Superconducting surface trap chips for microwave-driven trapped ions

TL;DR

This paper introduces superconducting surface trap chips with high-Q resonators for microwave-driven trapped ion gates, significantly reducing heat and power consumption, and enabling scalable, high-fidelity quantum operations.

Contribution

It presents a novel superconducting trap chip design integrating high-Q resonators to improve power efficiency and scalability of microwave-driven ion quantum gates.

Findings

Achieved substantial magnetic field gradients with superconducting Nb resonators.

Reduced microwave losses compared to conventional metal chips.
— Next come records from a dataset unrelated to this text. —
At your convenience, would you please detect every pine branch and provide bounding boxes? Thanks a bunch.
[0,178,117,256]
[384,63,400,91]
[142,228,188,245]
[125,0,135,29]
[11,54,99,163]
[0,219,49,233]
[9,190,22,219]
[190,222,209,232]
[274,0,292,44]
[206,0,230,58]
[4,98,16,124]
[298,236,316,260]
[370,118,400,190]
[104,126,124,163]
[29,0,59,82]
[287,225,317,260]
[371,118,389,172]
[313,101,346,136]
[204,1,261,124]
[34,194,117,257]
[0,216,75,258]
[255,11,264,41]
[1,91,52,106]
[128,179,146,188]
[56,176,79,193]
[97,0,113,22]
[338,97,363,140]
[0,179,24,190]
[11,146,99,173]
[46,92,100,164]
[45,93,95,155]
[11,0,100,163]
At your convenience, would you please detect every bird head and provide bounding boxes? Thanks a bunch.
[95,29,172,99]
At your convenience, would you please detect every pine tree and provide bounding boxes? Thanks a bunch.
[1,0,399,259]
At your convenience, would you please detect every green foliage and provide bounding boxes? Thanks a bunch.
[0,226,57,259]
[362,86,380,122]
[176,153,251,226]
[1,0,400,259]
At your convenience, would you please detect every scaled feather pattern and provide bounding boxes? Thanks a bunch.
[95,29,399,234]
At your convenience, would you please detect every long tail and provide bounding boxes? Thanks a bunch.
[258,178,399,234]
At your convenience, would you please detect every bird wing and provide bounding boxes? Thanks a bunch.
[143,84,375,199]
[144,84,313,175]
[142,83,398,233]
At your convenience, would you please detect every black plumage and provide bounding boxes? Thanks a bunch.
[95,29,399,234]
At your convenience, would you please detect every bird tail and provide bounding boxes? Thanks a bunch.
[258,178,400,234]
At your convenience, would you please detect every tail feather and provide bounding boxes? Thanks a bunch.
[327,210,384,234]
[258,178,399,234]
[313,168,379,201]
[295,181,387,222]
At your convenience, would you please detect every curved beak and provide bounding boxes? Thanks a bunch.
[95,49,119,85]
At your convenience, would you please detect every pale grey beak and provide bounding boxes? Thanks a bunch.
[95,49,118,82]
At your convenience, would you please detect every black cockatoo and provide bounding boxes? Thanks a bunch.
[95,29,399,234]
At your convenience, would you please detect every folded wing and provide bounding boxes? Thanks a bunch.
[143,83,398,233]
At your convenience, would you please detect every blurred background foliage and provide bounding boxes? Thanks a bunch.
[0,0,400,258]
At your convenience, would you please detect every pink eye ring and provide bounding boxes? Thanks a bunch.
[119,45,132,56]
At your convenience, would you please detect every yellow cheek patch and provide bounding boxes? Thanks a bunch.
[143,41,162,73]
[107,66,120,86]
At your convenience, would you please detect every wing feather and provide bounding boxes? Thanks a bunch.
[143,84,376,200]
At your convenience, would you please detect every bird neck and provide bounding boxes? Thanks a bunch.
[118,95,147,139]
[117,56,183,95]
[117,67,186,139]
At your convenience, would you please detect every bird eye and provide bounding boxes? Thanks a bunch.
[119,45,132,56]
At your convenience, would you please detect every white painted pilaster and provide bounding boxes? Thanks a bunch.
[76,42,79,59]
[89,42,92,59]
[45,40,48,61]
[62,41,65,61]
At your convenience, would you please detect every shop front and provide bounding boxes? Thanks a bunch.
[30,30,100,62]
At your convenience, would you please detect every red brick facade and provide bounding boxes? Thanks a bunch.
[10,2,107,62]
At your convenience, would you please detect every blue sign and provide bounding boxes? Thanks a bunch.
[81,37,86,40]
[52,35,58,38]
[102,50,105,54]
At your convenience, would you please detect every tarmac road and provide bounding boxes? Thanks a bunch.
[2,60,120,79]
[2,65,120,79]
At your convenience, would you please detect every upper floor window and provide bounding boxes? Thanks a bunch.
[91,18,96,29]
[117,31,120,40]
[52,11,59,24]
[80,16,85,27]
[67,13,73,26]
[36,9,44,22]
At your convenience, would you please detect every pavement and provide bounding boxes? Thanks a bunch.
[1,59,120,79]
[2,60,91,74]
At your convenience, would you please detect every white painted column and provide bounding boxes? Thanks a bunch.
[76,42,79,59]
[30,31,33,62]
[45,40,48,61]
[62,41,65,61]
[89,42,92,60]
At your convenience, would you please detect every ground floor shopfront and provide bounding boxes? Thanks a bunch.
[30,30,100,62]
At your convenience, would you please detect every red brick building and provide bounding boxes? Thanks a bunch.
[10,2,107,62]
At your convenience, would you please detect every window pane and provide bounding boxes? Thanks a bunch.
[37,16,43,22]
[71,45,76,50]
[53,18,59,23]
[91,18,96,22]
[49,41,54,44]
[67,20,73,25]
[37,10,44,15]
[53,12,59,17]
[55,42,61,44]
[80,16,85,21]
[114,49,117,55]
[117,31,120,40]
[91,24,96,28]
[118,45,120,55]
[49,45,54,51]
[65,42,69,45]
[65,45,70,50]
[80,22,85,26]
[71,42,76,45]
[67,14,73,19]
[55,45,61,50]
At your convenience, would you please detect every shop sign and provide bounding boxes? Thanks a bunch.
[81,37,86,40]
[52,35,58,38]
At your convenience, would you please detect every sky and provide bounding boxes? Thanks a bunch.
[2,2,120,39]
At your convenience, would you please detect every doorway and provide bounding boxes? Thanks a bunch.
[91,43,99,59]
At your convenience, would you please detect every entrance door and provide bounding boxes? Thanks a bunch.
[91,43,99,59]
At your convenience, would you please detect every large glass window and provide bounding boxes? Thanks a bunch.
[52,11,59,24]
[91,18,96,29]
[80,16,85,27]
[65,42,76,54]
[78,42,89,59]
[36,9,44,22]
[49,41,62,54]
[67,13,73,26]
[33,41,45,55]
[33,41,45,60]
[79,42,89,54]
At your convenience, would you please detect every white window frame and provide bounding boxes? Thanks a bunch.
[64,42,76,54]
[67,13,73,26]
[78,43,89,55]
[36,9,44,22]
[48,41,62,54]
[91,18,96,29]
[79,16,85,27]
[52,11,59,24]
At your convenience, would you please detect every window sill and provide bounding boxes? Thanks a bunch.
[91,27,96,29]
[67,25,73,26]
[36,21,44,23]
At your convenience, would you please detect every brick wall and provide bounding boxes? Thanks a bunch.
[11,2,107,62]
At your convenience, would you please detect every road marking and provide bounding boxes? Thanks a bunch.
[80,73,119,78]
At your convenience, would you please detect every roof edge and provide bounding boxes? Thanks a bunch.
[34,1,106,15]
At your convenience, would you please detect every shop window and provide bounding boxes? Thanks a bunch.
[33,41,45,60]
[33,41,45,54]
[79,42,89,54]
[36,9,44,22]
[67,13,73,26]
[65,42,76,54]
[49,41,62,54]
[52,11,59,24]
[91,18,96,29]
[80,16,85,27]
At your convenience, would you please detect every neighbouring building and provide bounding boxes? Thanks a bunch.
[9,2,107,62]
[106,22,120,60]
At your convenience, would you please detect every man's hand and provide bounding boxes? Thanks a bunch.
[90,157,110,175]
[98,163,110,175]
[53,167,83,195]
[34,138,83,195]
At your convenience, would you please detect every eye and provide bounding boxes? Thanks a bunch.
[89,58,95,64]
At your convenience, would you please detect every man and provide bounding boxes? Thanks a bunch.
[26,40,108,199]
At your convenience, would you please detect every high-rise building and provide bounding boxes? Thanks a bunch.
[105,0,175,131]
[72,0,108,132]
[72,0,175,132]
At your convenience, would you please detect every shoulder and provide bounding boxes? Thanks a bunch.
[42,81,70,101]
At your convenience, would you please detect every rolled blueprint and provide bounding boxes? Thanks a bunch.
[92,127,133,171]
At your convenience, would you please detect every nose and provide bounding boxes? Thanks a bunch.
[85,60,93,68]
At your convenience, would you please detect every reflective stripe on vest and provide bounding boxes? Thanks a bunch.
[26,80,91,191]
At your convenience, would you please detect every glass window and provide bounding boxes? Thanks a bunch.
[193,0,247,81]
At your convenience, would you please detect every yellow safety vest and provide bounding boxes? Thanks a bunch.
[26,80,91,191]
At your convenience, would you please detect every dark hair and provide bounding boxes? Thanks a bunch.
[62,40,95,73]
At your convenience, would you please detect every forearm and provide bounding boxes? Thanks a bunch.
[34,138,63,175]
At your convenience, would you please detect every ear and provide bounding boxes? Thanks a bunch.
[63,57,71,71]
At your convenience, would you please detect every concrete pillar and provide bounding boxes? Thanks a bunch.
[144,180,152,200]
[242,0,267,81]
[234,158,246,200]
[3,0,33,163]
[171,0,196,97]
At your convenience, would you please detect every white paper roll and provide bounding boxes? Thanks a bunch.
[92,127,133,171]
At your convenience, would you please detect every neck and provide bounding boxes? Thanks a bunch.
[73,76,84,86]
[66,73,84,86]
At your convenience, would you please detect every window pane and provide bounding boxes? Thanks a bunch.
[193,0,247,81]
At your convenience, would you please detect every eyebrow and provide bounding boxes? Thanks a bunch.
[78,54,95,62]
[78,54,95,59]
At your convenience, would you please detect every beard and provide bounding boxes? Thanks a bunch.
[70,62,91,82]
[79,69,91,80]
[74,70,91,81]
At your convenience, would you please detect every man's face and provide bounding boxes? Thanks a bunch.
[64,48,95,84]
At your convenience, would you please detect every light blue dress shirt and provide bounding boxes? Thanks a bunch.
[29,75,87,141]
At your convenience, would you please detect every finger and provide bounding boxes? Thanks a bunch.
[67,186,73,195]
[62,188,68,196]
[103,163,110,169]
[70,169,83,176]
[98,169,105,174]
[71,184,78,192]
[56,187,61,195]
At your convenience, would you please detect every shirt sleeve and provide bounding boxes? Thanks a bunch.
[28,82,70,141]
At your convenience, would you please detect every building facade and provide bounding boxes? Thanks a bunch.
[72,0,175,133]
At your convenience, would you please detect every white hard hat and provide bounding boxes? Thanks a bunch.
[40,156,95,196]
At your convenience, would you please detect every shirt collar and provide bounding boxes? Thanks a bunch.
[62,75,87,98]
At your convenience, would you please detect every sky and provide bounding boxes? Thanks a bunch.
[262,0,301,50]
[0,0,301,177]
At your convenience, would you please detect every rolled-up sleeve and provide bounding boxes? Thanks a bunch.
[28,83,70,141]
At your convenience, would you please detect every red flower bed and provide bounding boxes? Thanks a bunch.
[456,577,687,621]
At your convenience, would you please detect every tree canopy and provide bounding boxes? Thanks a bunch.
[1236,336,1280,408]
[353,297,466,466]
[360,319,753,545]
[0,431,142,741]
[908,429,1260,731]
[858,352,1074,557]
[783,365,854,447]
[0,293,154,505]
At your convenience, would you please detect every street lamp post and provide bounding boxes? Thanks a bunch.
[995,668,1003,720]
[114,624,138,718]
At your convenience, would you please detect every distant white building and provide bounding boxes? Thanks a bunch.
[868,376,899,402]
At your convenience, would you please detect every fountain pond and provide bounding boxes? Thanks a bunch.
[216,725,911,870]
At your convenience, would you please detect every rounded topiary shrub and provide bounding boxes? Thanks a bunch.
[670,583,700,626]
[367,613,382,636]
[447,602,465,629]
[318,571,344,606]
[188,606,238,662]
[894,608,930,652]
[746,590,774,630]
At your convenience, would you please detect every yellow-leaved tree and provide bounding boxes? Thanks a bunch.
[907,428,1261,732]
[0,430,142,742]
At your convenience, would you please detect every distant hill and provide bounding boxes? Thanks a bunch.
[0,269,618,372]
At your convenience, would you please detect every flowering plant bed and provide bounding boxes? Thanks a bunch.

Proposed a power-efficient two-qubit gate scheme with sub-milliwatt input power.

Abstract

Microwave-driven trapped ion logic gates offer a promising avenue for advancing beyond laser-based logic operations. In future microwave-based operations, however, the joule heat produced by large microwave currents flowing through narrow microwave electrodes would potentially hinder improvements in gate speed and fidelity. Moreover, scalability, particularly in cryogenic trapped ion systems, is impeded by the excessive joule heat. To address these challenges, we present a novel approach: superconducting surface trap chips that integrate high-$Q$ microwave resonators with large current capacities. Utilizing sub-ampere microwave currents in superconducting Nb resonators, we generate substantial magnetic field gradients with significantly reduced losses compared to conventional metal chips. By harnessing the high $Q$ factors of superconducting resonators, we propose a power-efficient two-qubit gate scheme capable of achieving a sub-milliwatt external microwave input power at a gate Rabi frequency of 1 kHz.